Last month, they hosted the first-ever Caribbean qualifying round for the Tango World Championship in Buenos Aires.
“Tango runs through Cubans’ veins because of its rhythm,” said Agustin Garcia, 34, who runs a weekly Sunday milonga on a central, tree-lined Havana promenade, and is turning his flat into a tango academy.
“Sometimes when I’m teaching, it’s incredible how quickly students grasp the steps.”
The word tango, of African origin, was used throughout Latin America around the turn of the 19th century to describe the social gatherings where slaves and free blacks would dance to the sound of drums, historians say.
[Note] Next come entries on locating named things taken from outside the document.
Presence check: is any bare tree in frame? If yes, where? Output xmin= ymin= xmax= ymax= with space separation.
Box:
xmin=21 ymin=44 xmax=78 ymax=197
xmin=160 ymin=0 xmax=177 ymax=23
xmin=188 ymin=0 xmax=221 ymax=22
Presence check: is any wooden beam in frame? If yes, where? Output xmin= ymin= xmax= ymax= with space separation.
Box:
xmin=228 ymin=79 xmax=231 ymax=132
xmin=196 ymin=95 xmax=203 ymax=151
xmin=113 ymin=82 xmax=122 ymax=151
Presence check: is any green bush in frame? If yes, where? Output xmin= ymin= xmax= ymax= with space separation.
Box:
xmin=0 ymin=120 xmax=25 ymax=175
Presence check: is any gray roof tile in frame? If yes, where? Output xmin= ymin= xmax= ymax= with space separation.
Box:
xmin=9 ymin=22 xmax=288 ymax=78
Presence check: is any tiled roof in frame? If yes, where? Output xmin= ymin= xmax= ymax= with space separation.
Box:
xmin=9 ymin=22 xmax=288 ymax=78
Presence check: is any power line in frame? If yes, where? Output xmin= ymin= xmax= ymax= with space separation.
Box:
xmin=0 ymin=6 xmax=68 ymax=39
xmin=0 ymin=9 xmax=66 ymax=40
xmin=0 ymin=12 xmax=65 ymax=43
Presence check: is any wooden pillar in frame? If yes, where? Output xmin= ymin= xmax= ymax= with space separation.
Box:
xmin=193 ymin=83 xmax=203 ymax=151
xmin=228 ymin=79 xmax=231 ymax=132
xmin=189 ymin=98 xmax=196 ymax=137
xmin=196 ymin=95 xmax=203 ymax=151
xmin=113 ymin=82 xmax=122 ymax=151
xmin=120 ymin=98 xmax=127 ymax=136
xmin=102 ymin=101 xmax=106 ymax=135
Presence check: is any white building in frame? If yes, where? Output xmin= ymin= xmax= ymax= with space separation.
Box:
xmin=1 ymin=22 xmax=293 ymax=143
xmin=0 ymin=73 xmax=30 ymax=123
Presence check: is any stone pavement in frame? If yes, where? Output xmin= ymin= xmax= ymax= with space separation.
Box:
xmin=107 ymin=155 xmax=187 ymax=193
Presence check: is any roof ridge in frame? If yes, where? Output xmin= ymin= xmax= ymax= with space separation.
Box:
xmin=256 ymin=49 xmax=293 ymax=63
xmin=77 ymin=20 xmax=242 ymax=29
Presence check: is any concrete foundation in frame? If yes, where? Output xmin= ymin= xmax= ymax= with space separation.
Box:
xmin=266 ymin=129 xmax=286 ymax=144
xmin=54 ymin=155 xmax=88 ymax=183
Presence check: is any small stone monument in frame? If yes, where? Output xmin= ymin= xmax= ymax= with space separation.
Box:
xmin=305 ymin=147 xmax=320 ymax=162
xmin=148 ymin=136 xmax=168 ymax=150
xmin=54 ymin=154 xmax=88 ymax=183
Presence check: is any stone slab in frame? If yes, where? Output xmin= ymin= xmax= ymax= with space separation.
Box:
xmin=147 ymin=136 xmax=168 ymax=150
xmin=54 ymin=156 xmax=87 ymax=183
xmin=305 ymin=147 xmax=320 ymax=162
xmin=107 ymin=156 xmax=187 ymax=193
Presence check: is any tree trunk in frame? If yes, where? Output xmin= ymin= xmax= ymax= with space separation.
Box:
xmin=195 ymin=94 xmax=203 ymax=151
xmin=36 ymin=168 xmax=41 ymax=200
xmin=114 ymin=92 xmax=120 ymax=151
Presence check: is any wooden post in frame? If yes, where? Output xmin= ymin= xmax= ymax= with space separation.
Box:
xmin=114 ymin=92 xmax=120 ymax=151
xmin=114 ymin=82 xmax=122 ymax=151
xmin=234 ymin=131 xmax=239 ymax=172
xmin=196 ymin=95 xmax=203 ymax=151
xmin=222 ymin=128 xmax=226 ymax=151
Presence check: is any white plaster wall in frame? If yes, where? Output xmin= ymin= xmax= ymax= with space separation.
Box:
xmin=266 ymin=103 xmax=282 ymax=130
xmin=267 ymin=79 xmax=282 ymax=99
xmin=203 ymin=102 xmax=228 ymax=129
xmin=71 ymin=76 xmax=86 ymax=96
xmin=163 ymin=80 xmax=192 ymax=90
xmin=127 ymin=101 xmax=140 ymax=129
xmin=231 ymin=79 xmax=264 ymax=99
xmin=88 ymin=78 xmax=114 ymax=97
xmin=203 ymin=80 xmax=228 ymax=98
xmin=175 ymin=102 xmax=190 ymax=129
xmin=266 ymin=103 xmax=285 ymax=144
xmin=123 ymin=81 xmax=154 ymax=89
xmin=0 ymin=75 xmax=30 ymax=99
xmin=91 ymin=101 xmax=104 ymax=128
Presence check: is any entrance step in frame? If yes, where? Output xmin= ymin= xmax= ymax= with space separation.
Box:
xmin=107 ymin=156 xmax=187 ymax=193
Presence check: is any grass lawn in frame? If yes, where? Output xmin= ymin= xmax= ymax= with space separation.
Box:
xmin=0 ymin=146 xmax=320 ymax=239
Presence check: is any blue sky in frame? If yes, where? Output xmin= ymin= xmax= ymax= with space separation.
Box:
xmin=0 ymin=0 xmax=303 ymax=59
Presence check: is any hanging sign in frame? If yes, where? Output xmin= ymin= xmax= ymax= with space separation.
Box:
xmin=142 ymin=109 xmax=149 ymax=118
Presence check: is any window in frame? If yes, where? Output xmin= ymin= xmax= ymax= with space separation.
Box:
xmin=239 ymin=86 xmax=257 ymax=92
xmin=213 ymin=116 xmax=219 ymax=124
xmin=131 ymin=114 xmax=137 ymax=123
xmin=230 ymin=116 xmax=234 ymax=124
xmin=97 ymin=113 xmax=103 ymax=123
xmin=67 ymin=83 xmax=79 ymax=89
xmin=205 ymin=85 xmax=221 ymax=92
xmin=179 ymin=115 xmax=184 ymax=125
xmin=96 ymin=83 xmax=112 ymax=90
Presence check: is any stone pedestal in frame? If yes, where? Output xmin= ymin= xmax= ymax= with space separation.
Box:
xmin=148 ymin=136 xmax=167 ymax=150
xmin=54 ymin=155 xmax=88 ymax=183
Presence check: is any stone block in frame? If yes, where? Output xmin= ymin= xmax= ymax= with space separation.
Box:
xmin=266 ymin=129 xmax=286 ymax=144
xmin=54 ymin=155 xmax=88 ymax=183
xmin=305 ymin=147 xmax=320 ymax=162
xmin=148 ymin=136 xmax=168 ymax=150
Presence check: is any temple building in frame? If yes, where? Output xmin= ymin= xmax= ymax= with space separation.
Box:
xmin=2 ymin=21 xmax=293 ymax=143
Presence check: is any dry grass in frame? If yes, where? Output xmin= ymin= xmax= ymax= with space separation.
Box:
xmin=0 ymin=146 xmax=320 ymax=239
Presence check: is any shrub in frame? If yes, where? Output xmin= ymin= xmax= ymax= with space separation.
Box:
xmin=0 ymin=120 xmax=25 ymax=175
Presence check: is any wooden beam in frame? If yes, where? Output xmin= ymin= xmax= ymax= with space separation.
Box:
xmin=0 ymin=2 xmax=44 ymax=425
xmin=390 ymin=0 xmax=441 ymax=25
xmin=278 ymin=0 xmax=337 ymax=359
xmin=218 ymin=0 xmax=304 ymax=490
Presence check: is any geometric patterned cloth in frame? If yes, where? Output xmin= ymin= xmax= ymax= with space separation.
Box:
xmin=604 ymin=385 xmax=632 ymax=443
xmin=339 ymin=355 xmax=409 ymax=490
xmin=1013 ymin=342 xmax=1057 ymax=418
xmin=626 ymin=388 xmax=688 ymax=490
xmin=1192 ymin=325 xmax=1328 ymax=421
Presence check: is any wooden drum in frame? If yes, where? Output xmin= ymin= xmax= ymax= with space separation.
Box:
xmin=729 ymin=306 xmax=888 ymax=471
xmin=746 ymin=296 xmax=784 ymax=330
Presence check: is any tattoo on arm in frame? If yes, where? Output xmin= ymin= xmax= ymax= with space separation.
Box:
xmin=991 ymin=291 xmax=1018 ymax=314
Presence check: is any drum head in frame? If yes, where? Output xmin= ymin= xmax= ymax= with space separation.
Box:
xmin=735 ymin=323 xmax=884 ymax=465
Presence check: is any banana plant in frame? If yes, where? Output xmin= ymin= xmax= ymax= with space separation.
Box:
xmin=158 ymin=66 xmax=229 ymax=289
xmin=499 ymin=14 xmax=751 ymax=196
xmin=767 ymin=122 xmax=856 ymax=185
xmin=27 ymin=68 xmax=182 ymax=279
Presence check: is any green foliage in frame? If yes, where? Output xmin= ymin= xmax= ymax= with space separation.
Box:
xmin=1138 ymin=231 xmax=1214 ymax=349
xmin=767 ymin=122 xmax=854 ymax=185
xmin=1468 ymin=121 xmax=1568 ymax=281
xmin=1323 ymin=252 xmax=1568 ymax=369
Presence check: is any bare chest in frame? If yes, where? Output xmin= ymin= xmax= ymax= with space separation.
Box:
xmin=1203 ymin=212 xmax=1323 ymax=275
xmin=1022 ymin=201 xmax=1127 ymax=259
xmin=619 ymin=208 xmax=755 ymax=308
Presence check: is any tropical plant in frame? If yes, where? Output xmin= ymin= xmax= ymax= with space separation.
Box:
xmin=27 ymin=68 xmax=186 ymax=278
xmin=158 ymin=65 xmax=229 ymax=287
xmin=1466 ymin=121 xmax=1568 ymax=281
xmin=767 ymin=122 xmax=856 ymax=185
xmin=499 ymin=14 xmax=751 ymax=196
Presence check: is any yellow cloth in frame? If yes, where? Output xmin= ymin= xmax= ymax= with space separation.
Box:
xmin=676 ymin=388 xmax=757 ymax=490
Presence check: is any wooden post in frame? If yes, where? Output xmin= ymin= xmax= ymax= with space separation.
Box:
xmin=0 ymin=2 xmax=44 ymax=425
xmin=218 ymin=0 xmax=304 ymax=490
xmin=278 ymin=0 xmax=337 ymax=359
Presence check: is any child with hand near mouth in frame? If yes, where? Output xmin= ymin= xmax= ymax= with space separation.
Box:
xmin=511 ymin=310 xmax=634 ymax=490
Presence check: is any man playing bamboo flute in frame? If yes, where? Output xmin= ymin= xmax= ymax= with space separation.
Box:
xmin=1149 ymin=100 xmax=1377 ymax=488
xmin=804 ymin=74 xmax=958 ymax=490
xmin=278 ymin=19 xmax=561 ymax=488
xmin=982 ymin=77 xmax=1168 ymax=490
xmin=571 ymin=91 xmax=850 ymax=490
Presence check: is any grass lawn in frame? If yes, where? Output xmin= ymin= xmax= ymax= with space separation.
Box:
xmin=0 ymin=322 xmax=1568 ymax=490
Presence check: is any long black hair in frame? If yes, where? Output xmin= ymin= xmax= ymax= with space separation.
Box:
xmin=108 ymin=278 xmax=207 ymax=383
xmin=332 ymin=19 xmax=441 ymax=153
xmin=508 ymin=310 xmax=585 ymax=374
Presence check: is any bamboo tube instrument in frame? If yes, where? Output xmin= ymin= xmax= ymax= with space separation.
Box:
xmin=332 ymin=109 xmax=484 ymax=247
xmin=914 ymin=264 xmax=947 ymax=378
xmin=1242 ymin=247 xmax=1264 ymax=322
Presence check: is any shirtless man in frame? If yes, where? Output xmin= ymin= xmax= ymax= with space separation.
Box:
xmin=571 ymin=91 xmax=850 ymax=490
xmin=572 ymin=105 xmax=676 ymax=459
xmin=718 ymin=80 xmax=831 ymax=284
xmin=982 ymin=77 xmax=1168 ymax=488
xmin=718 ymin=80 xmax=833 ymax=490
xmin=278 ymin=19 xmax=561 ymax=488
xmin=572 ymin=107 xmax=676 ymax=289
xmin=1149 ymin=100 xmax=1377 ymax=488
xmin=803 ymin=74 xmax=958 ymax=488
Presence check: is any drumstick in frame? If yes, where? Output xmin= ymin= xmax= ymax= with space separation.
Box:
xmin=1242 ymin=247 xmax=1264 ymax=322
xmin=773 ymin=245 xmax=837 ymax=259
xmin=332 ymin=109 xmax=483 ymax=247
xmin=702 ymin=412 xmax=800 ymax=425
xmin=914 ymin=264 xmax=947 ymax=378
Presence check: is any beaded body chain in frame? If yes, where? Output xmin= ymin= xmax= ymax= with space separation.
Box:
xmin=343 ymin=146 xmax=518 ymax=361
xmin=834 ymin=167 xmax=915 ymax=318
What is now known as Argentine Tango – as music with lyrics and partnered dance – emerged later that century in the working-class port areas between Argentina and Uruguay as a fusion of genres carried there by sailors and immigrants?
That included the Habanera – the dance of Havana – a mix of African rhythms and European musical elements, which explains perhaps why the tango ended up being so beloved in Havana.
“Havana was the second top spot for tango in the world in the 1950s,” said Felix Contreras, 79, a Cuban academic writing a book about the phenomenon. “There were as many orchestras, clubs, and cabarets as in Buenos Aires.”
“All Argentine tango artists came to sing in Havana,” said Contreras, who met several including Osvaldo Pugliese and Astor Piazzolla. “In fact when (singer Carlos) Gardel died in a plane crash, he was en route to Havana.”
Tango even found its way up into the Sierra Maestra, with Argentine-born rebel leader “Che” Guevara singing his favorite tunes to his fellow revolutionaries, Contreras said.
“Sometimes we would take a break to forget the war with a bit of culture,” said former guerilla Julio Lopez, 79. “The Che liked to sing a few tangos, and we loved it. He sang well.”
Tango suffered a decline worldwide in the 1960s, staging a comeback as more of a niche interest in the 1980s.
In Cuba though, it was all but wiped out by the emigration of its top musicians and dancers in the economic crisis following the collapse of benefactor the Soviet Union in 1991.
The cash-strapped bastion of Cuban tango remaining is now centered in Havana around Garcia’s academy and the art studio, Ojo del Ciclon (Eye of the Hurricane), which hosts milongas several times a week amid its eclectic artworks.
The gallery also organizes for Argentine teachers to come to teach for free and distributes foreign donations of second-hand tango clothes and shoes that are not retailed in Cuba.
“The community has grown a lot in the last two years,” said owner Leo de Lazaro, 54. “Dance is part of who the Cuban people are.”